Il meccanismo previsto dall’ex ministro del Lavoro verrà sostituito da un’offerta di conciliazione (art. 6 del D.Lgs. n. 23/2015). In pratica, il datore di lavoro ha la possibilità di offrire al lavoratore, entro i termini di impugnazione stragiudiziale del licenziamento, un importo esente da imposizione fiscale e contributiva pari a una mensilità della retribuzione di riferimento per il calcolo del TFR per ogni anno di servizio, in misura comunque non inferiore a 2 e non superiore a 18 mensilità. L’esito della conciliazione dovrà essere comunicato dal datore di lavoro entro 65 giorni dalla cessazione del rapporto. Qualora il datore di lavoro omette tale comunicazione, dovrà scontare una sanzione che va dai 100 ai 500 euro per lavoratore (50 - 250 euro per le agenzie del lavoro).
I licenziamenti disciplinari tra Jobs act e riforma Fornero.
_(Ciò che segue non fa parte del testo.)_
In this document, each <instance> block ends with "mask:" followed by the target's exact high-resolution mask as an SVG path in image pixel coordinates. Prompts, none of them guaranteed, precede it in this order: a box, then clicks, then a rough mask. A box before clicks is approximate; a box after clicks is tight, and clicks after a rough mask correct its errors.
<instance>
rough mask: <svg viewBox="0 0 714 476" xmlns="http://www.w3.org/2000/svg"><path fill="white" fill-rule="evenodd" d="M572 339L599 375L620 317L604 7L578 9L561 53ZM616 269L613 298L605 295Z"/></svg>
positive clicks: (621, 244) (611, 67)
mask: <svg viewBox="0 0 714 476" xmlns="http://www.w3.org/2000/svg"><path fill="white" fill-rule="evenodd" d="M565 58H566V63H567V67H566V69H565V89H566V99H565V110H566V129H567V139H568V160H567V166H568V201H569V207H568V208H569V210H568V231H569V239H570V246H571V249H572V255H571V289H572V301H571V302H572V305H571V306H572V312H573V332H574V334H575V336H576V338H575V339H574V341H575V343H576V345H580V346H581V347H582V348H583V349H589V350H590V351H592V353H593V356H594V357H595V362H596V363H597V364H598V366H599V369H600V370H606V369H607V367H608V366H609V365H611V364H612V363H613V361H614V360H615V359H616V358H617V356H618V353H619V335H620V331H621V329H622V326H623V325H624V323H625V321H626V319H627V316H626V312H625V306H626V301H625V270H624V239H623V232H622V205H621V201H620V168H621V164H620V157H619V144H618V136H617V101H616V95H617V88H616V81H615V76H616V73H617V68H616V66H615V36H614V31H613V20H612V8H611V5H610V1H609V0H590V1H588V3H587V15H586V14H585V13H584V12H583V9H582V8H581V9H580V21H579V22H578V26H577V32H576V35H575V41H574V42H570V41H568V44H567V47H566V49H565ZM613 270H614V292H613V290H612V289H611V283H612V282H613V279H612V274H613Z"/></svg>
Basta un poco di fatto materiale.
La categoria del “fatto materiale” è tornata, del tutto inaspettatamente, in auge a proposito dell’individuazione della tutela ex art. 18 l. 300/1970 a fronte di un licenziamento disciplinare illegittimo.
La categoria del fatto materiale era stata elaborata all’indomani della riforma c.d. Fornero (legge n. 92/2012) che nell’art.18 conserva la tutela reintegratoria (sia pure nella specie c.d. attenuata) subordinandola all’“insussistenza del fatto contestato” dal datore come giusta causa o giustificato motivo soggettivo.
Era stato allora proposto da più autori di restringere la formula legale alla sola ipotesi di mancanza del fatto materiale contestato; intendendosi, sotto evidente influenza penalistica, la sola mancanza degli elementi materiali dell’illecito disciplinare. E confinando conseguentemente nella categoria residuale delle “altre ipotesi” tutela delle indennità (così genericamente individuate nel 5° comma dell’art.18) tutti gli altri casi in cui fosse invece insussistente l’antigiuridicità, l’imputabilità, la volontarietà della condotta, l’elemento soggettivo ed infine il difetto di proporzionalità. Anche se la mancanza di quest’ultimo requisito può ancora riportare alla reintegra per altra via, quante volte si venga a configurare la seconda ipotesi in presenza della quale l’art.18, 4° comma, riformato dalla legge 92, prevede l’operatività della tutela forte per essere il fatto riconducibile ad una condotta disciplinare “punita con una sanzione conservativa”nei contratti collettivi e codici disciplinari.